Отец Горпины подался куда-то из села на заработки, и как в воду канул. Горпина осталась верна родному пепелищу…
Но все это в прошлом. Теперь Горпина улыбается. Она смотрит на Степана и совершенно счастлива. Кажется, чтобы всегда быть такой счастливой, ей только и надо вот так сидеть и смотреть на Степана. «Ешь, ешь, милый мий!» – говорит Горпина. Сама очистила розовое яйцо и подала Степану. Тот, растроганный, берет яйцо, кладет его рядом с хлебом, не ест, смотрит на Горпину. Он ни чуточки, к удивлению моему, не конфузится! Лицо Степана сейчас доброе и задумчивое. Он с грустью смотрит на Горпину, словно она маленькая, а он думает о том, что же с ней будет в жизни. Так, бывает, смотрит на меня мать…
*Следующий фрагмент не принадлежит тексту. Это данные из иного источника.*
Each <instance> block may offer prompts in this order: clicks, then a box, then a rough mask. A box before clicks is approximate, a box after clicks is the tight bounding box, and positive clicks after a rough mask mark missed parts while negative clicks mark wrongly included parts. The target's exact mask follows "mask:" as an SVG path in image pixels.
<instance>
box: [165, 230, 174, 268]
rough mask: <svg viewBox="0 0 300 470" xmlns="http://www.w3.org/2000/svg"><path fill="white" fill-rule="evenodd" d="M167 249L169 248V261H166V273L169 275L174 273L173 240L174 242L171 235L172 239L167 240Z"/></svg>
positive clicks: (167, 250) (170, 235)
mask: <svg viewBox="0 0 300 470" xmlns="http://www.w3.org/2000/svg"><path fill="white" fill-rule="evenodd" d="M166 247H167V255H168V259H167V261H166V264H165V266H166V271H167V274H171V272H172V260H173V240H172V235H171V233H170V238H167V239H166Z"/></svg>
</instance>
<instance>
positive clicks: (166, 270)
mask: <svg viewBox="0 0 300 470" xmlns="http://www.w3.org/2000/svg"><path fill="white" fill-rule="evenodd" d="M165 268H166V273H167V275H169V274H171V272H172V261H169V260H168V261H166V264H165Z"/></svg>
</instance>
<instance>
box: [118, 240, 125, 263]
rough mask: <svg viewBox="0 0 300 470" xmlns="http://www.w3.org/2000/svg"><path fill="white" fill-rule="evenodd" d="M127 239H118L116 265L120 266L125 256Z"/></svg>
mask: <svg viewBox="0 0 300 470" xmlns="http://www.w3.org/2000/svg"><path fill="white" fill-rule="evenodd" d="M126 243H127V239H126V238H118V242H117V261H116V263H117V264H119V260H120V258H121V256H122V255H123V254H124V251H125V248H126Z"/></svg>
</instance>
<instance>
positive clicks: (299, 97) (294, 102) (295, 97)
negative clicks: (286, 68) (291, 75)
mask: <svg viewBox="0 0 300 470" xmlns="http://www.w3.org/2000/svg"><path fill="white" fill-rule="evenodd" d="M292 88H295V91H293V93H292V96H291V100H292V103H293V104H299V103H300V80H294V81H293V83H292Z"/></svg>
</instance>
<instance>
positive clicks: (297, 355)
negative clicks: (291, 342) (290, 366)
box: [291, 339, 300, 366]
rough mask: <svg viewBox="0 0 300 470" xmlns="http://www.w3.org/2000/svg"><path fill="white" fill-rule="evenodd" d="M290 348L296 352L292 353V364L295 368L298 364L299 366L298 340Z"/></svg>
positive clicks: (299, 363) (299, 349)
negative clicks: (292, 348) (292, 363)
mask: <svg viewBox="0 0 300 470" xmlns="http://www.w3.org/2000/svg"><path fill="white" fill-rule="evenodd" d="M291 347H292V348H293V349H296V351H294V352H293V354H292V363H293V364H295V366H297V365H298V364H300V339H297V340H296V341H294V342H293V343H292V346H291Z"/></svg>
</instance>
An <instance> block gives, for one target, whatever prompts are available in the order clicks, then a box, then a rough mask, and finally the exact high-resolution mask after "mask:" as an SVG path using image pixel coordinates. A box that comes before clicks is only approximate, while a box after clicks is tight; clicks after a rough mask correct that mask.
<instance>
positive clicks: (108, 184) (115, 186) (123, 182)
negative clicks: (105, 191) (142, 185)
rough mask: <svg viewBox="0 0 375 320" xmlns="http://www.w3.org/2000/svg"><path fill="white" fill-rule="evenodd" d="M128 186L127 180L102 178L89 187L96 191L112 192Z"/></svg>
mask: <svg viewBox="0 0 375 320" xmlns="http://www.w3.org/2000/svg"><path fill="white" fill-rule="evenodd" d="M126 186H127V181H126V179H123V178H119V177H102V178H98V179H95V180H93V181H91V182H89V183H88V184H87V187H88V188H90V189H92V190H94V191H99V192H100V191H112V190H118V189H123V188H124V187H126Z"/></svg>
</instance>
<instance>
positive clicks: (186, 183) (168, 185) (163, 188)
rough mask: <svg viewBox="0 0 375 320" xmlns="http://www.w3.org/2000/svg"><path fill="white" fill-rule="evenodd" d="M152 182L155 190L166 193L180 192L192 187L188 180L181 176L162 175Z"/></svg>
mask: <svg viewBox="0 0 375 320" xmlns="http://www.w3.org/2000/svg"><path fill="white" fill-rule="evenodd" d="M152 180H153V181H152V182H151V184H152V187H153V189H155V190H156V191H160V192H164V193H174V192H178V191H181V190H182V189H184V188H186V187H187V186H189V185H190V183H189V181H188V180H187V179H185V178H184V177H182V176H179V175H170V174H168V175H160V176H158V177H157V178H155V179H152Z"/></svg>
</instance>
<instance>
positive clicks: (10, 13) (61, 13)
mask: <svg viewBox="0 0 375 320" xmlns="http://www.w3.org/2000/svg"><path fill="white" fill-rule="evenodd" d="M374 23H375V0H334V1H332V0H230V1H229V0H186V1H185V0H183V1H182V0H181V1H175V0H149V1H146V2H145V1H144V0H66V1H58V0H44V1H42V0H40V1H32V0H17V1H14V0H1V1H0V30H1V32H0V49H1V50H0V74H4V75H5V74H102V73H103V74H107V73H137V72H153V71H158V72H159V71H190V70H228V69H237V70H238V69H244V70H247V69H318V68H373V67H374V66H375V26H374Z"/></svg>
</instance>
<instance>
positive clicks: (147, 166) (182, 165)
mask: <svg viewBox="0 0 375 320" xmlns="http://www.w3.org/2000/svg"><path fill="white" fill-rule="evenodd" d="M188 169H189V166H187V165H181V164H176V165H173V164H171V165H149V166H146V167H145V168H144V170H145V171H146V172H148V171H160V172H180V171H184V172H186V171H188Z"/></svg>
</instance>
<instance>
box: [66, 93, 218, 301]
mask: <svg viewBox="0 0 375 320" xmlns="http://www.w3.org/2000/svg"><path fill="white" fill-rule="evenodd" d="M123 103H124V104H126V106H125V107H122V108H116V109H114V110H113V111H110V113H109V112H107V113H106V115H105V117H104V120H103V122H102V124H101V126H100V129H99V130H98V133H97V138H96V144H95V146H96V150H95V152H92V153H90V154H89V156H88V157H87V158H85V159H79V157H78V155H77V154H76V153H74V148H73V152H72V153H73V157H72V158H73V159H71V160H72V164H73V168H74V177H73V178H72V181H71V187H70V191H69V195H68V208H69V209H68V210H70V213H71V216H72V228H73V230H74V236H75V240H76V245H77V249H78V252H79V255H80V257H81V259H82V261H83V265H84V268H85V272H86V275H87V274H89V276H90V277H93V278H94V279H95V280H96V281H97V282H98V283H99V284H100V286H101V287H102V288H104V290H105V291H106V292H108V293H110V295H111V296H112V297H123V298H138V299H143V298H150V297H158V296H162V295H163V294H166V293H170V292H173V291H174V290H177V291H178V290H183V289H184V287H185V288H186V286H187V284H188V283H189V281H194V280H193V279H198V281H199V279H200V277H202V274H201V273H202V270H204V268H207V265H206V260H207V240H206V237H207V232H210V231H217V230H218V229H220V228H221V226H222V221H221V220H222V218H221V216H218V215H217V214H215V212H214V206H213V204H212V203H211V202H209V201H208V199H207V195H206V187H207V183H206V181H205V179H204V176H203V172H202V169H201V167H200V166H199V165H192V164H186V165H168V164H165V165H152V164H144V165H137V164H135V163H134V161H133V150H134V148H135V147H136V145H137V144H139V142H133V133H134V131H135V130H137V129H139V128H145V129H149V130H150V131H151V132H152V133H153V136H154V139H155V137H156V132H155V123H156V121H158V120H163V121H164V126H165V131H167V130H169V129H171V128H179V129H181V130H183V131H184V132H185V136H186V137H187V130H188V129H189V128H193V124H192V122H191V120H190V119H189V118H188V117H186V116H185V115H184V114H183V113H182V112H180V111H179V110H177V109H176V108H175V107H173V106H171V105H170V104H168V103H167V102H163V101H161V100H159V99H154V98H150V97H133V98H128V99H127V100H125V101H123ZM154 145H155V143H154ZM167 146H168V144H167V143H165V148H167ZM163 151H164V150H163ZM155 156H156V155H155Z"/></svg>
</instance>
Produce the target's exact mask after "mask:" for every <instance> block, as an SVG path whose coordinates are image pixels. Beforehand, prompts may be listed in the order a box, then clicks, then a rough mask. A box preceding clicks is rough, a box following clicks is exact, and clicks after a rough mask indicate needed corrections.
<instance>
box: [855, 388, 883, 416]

– А скоро уже? – спрашивает Степан.
– Скоро, любый, скоро, – внезапно раскрасневшись, но такая же счастливая, говорит Горпина, закрывая лицо передником; она смеется потаенно чему-то хорошему, – вот дай руку…
Горпина, не открывая лица, берет большую, как лопата, руку Степана и кладет себе на живот: «Чуешь?»
Своей рукой, с пальцами, обмотанными тряпочками, Горпина удерживает руку Степана, и оба замирают, точно к чему-то прислушиваются. Я тоже прислушиваюсь, но, кроме чирканья воробьев, ничего мой слух не улавливает.